WOSTER: Why men are, or aren’t, the best chefs
One reason so many of the world’s great chefs are men might be that we tend to get a pass on cooking just for actually taking the time to do it.By: Terry Woster, The Daily Republic
One reason so many of the world’s great chefs are men might be that we tend to get a pass on cooking just for actually taking the time to do it.
I could be wrong on several levels with that observation. A couple of things to consider:
Maybe many of the world’s great chefs aren’t men at all. That’s just something I heard or read somewhere. I might have even seen it on the Internet, in which case the odds are better than 50-50 that it’s incorrect. (I learned those odds from an Internet site that measured the chances that information posted on the web is accurate.)
And maybe we, guys, don’t get a pass. My awareness, limited as it is to pretty much my house, is that men (a universe of me in this sample) get a lot more recognition for putting together any part of a meal than women (Nancy) do. I’ve been told my awareness of reality is iffy at best, so I’m not saying my awareness of cooking is on the money.

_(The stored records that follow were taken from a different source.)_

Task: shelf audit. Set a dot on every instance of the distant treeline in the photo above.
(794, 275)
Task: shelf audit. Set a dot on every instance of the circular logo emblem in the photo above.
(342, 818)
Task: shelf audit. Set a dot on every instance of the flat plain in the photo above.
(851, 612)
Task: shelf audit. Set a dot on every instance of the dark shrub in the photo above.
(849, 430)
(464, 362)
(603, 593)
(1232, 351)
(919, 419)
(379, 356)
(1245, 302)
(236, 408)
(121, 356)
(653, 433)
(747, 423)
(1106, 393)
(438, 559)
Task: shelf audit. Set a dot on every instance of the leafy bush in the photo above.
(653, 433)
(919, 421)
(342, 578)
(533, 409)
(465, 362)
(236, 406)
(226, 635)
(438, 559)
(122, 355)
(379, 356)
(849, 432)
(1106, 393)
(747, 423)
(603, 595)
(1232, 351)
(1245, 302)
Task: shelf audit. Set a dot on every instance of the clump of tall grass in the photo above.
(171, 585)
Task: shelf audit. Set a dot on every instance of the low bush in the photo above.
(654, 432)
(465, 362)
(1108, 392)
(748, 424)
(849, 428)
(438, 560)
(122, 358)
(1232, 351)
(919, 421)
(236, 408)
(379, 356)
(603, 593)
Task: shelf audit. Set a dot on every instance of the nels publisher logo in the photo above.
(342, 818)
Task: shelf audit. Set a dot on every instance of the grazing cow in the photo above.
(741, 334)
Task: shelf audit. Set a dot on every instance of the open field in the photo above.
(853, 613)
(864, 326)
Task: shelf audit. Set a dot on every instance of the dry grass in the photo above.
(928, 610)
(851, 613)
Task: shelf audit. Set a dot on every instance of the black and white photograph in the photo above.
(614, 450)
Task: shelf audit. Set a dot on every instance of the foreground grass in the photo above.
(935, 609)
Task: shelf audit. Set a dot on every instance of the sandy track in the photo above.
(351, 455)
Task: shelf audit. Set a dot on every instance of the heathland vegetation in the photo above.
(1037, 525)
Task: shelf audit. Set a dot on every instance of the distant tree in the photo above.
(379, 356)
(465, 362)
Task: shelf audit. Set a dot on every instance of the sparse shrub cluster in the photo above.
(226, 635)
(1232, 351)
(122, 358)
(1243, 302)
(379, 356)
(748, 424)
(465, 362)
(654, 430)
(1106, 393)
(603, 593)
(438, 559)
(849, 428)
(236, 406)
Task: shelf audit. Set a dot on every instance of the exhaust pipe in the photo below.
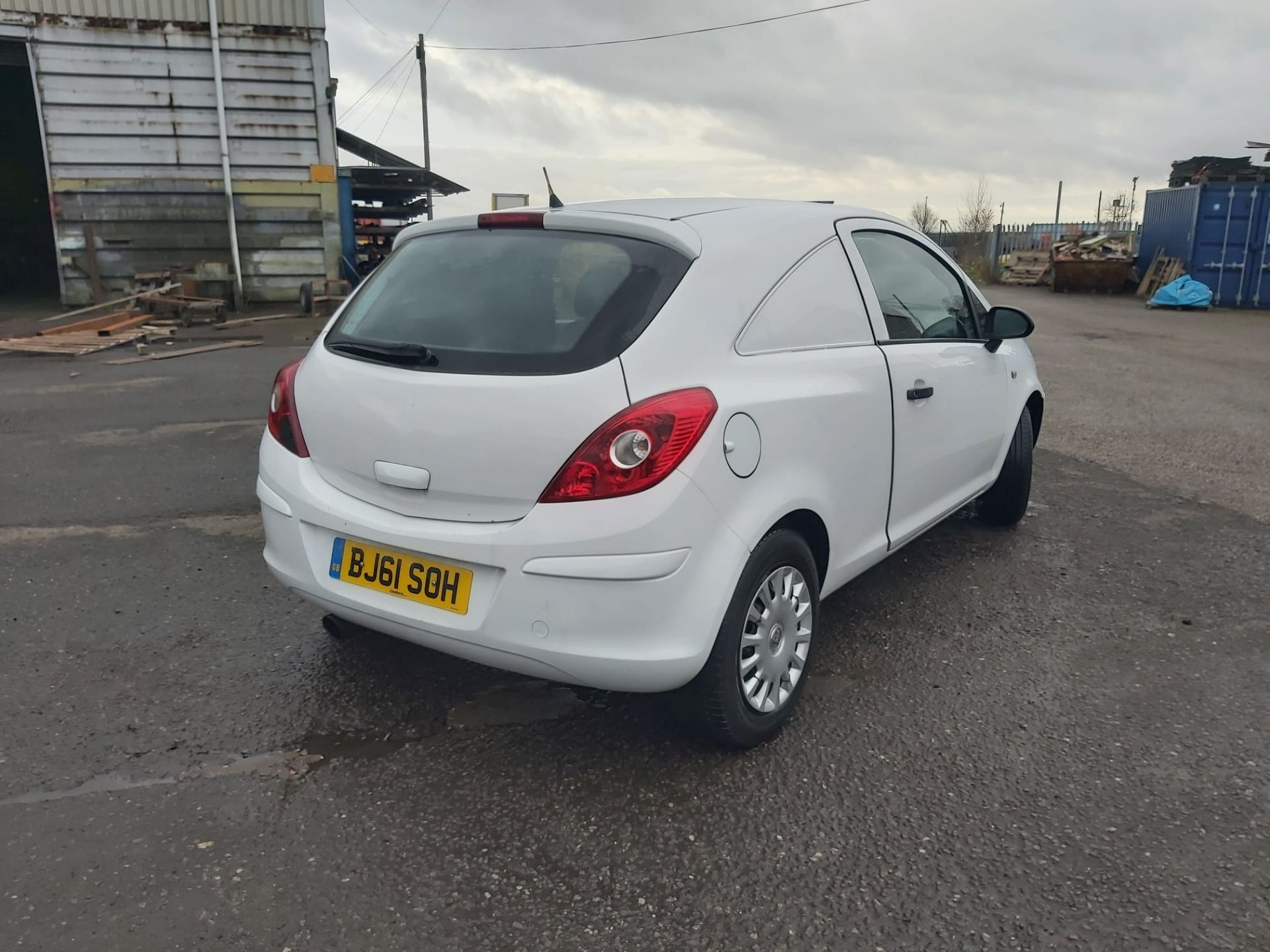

It’s just what I see around here.
I know that when we have company and we whip up a big meal, with me doing some kind of meat on the grill and Nancy doing everything else that fills the patio table to overflowing, everyone compliments the grill work, which involves: start the fire, plop the steak or burgers onto the grill, close the lid, wait a while and put the charred product onto a platter.
“Wow, this is a great burger,’’ someone will say.
“Yeah, thank the cow that did the real work,’’ I think, but I nod and smile, just as proudly as if I’d slaughtered the critter, butchered the carcass and ground the meat myself.
I’ve been considering my cooking talent and where it places me in the list of all-time great chefs because Thanksgiving is approaching. Nancy and I generally split the cooking duties. The split gives her all the hard work and me the slap-together stuff and maybe the toss-a-turkey-in-a-bag-and-throw-the-bag-in-theoven thing.
I create a make-ahead mashed potato dish that is, well, simply to die for, even if that does dangle a preposition.
Basically, it involves putting a bunch of potatoes in boiling water, reading a book for half an hour or so, dumping the potatoes into a dish, grinding them into mush and tossing on some seasoning and something else I keep forgetting to add.
I sprinkle some cheese on the top, and when that melts and browns, the dish looks good enough to eat, even if it sometimes isn’t.
A few years ago, Nancy suggested we add some sweet potatoes to the Thanksgiving table.
Maybe she suggested yams. I can’t tell the difference. Both are kind of orange and tasteless, which seems to be the standard for a holiday tradition.
Anyway, I picked up some cans of sweet potatoes (or yams) and found a recipe on the label.
If I recall the recipe, it required me to open the can, pour the contents into a dish and sprinkle some brown sugar or, I don’t know, maybe oregano, over the top.
I didn’t analyze the deal too much. You weren’t going to catch me eating any of it.
Some people did take piles of the orange stuff, though. Who’d have figured? When someone asked for the recipe, Nancy said I’d made the dish. I said it was just something I put together on the fly, and I wasn’t sure what was in it except for a dusting of oregano.
I’ve made dressing, too, a time or two, although the recipe Nancy gave me has some stuff I really don’t think I like. When that happens, I tend to substitute something that looks kind of like the ingredient called for in the recipe.
You would be amazed at what a taste surprise you can get that way. I’ve turned bland old dressing into something completely out of the ordinary.
Last evening, when Nancy wondered whether she’d have time to make gravy, I said cheerfully, “Hey, let me do that.”
To myself, I thought, “How hard can that be? We have the oregano.’’
Terry Woster’s columns are published on Saturdays and Wednesdays in The Daily Republic.